Tag: WP-CLI

  • Deduplicating 14K Posts (Part II)

    In my last post, I walked through the start of how I deduplicated 14,000 posts Document Library Pro posts. That post covered how I crafted a script to search through PDF attachment posts and delete any duplicates based on the filename.

    The reason for starting with PDFs was to make sure that if a dlp_document post referenced any duplicate PDF attachments, it would be deleted. By cleaning out the PDF’s first, I had a clean base to check against the dlp_documents.

    Now, it was time to move on to cleaning out the actual dlp_document post type.

    jb-dlp-document-deduplication.php

    Once I had written the script to deduplicate the PDFs, I was able to use it as a base for the dlp_document posts. Many of the properties and functions are the same with some slight name tweaking for dlp_document instead of pdf_media.

    The general concept is the same, there are new WP_CLI commands introduced which run the deduplication script, clear out the options table, and clear out any log files.

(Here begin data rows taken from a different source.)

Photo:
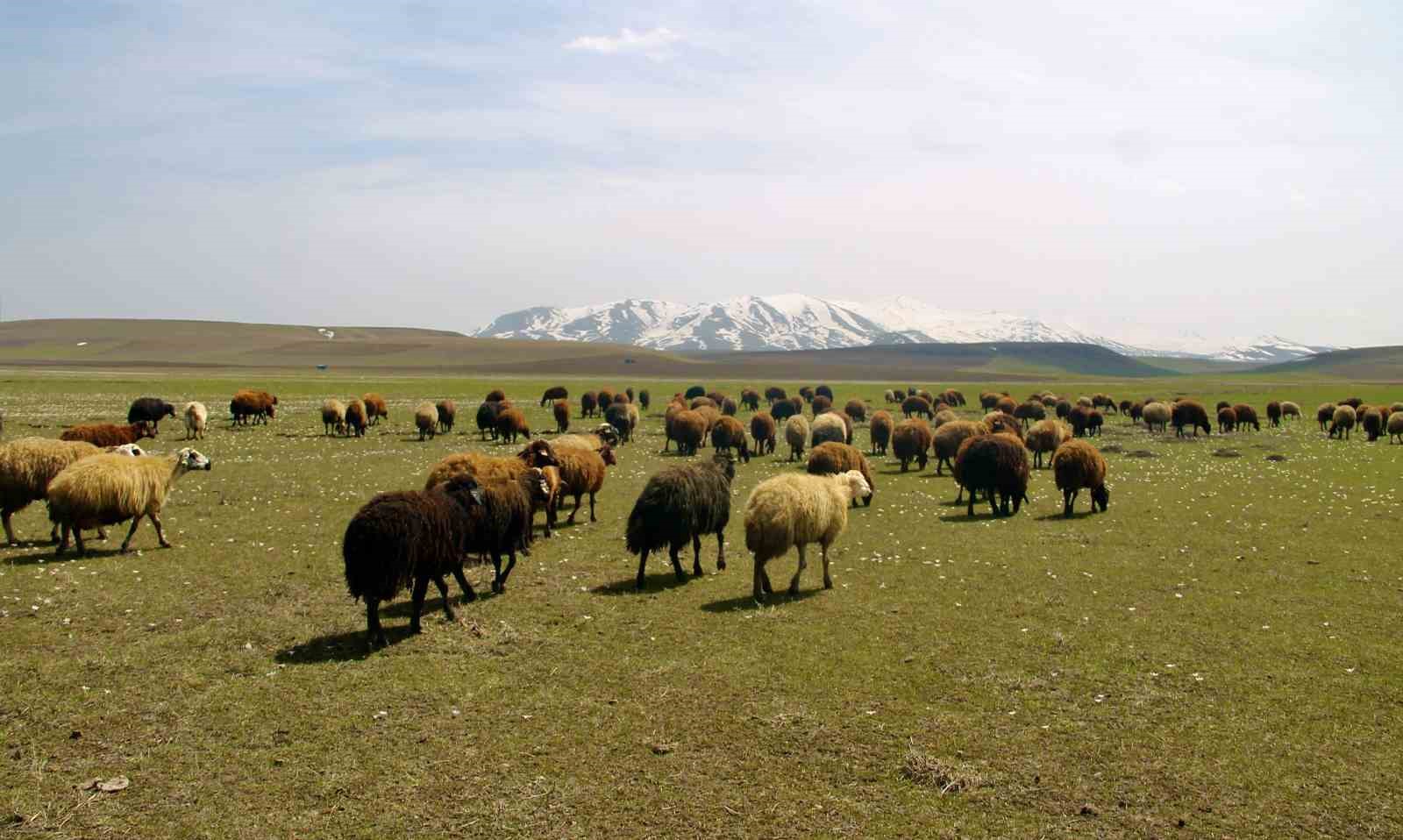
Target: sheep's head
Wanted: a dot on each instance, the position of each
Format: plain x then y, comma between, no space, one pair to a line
858,486
189,459
1100,495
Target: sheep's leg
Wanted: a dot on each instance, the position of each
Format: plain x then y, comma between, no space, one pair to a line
126,543
803,564
421,587
374,633
643,561
677,564
469,596
442,585
160,535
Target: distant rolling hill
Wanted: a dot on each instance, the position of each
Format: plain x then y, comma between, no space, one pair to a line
1382,364
112,343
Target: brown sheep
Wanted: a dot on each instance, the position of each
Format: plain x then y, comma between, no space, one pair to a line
764,431
375,409
1045,437
909,440
729,433
996,465
831,459
1079,466
947,439
110,433
880,430
509,424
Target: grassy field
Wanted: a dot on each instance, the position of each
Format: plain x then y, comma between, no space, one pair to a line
1215,657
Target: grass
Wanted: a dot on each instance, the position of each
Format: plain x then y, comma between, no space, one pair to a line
1215,655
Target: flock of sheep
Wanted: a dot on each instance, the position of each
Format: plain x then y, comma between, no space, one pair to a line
486,505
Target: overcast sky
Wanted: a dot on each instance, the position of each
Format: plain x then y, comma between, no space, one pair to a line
1134,168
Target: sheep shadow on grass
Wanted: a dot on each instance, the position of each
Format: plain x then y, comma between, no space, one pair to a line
779,596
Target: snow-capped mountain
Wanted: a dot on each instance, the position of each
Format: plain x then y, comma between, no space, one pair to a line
800,322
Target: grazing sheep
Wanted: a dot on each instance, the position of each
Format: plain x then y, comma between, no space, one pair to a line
1157,416
880,430
1342,421
375,409
909,440
1325,414
407,538
582,472
1227,420
488,418
1030,413
425,420
1372,424
333,416
355,418
729,433
196,416
110,433
446,414
996,465
828,426
916,406
151,409
553,393
27,466
792,509
509,424
796,433
1190,413
764,431
689,430
831,459
947,439
1045,437
1395,426
1079,466
680,503
111,488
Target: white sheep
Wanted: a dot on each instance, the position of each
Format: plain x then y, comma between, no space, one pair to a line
796,510
196,416
111,488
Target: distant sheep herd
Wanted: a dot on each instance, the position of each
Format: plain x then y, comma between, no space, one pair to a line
97,475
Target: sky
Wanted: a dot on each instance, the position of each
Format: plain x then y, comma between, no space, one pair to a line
1136,170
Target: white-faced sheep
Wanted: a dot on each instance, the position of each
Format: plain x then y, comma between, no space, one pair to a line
196,416
333,416
682,503
111,488
1078,466
1044,438
796,433
425,420
793,510
407,538
1342,423
831,459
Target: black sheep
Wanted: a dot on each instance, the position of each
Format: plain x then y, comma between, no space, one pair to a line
151,409
409,537
682,503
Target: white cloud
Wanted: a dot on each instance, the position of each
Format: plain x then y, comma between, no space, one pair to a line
652,44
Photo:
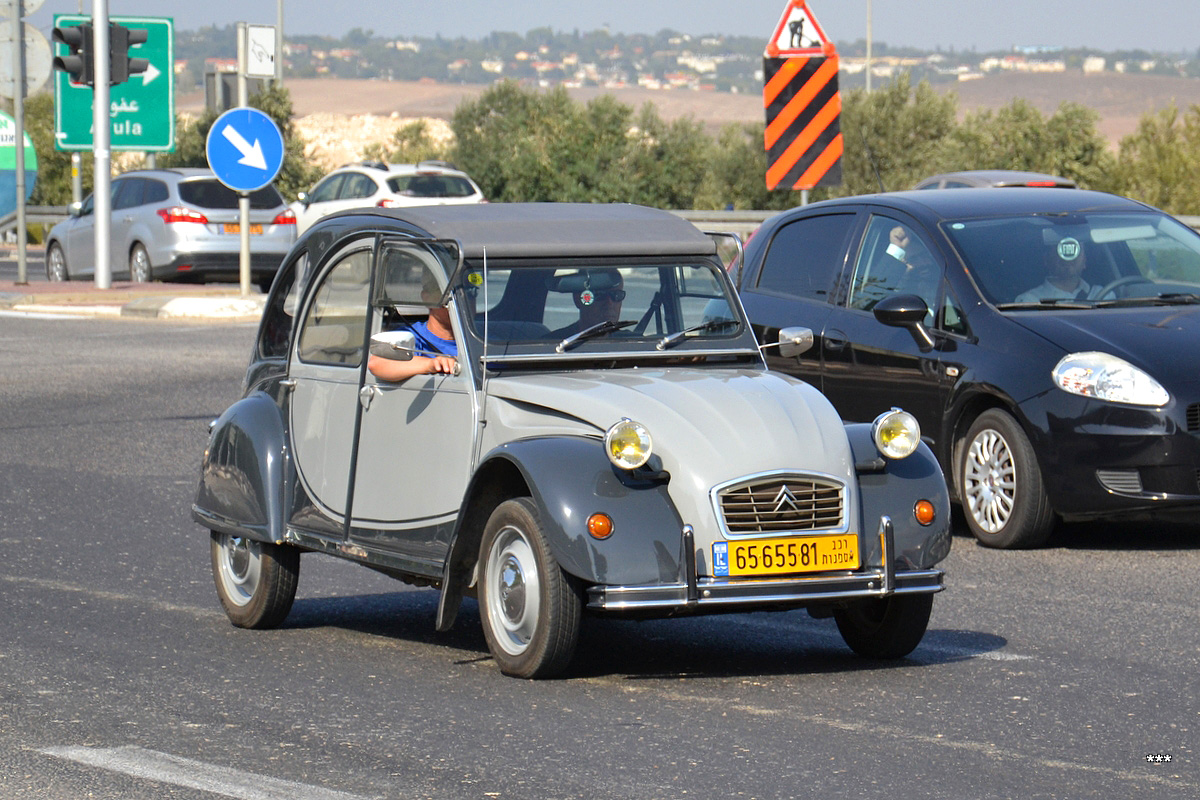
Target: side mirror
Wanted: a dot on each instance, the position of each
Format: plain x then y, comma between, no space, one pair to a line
395,346
795,341
906,311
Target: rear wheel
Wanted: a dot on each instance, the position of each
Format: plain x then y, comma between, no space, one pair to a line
529,606
57,264
139,265
1003,495
891,627
256,581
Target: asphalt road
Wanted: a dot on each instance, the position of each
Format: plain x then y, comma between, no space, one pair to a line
1067,672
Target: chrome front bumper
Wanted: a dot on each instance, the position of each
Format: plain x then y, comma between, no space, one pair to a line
700,595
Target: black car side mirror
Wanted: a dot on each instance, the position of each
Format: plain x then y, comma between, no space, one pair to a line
906,311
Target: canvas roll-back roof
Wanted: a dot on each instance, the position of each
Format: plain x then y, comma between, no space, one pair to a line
558,229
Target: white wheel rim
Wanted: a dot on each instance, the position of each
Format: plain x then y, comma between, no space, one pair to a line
990,481
513,587
240,569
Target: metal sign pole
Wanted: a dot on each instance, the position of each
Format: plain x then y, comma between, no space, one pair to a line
18,116
102,134
243,197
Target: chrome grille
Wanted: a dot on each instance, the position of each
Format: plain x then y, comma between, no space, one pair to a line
781,504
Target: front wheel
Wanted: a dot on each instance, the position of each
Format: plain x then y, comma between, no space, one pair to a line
57,264
1003,497
531,608
256,581
139,265
891,627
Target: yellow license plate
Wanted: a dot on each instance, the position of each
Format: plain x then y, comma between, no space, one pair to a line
786,555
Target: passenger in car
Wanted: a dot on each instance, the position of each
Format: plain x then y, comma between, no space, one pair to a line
435,340
1065,262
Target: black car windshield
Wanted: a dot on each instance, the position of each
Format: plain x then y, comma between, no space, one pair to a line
1080,259
622,305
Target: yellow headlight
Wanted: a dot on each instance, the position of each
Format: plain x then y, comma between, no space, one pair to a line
897,433
628,444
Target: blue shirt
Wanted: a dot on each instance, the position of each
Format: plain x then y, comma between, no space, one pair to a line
427,342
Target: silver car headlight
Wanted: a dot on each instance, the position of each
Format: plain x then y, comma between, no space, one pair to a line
628,444
1108,378
897,433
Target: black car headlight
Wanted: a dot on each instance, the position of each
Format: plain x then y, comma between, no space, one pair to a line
1108,378
897,433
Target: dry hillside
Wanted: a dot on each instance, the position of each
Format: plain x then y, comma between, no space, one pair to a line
339,119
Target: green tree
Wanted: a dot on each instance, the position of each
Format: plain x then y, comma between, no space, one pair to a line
1159,163
1019,137
295,175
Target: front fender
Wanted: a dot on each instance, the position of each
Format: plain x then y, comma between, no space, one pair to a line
243,476
892,488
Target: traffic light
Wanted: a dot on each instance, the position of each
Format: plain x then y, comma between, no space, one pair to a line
79,61
120,40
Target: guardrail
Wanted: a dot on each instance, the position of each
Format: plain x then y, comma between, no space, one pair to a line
41,215
739,222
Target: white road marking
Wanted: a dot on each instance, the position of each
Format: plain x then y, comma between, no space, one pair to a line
163,768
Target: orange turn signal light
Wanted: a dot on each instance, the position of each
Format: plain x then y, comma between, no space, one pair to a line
600,525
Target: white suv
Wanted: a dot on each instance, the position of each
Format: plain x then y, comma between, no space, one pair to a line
430,182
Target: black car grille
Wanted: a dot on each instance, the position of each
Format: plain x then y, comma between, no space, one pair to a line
781,504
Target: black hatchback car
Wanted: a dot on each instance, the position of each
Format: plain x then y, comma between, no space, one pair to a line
1048,341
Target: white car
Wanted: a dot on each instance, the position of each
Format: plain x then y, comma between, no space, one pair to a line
387,186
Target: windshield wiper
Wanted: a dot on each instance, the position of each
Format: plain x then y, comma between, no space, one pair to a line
599,329
1170,299
678,336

    One of the ways this script differs is that rather than saving the earliest posts as the originals, we are saving the newest. With the PDFs, we saved the earliest posts to avoid any -1, -2, or other suffixes added to the URLs and file names. However, with the dlp_document posts, the most recent post has the most complete information regarding taxonomies, and excerpts. So rather than querying the database in ascending order, we pull the dlp_document posts in descending order by their post ID.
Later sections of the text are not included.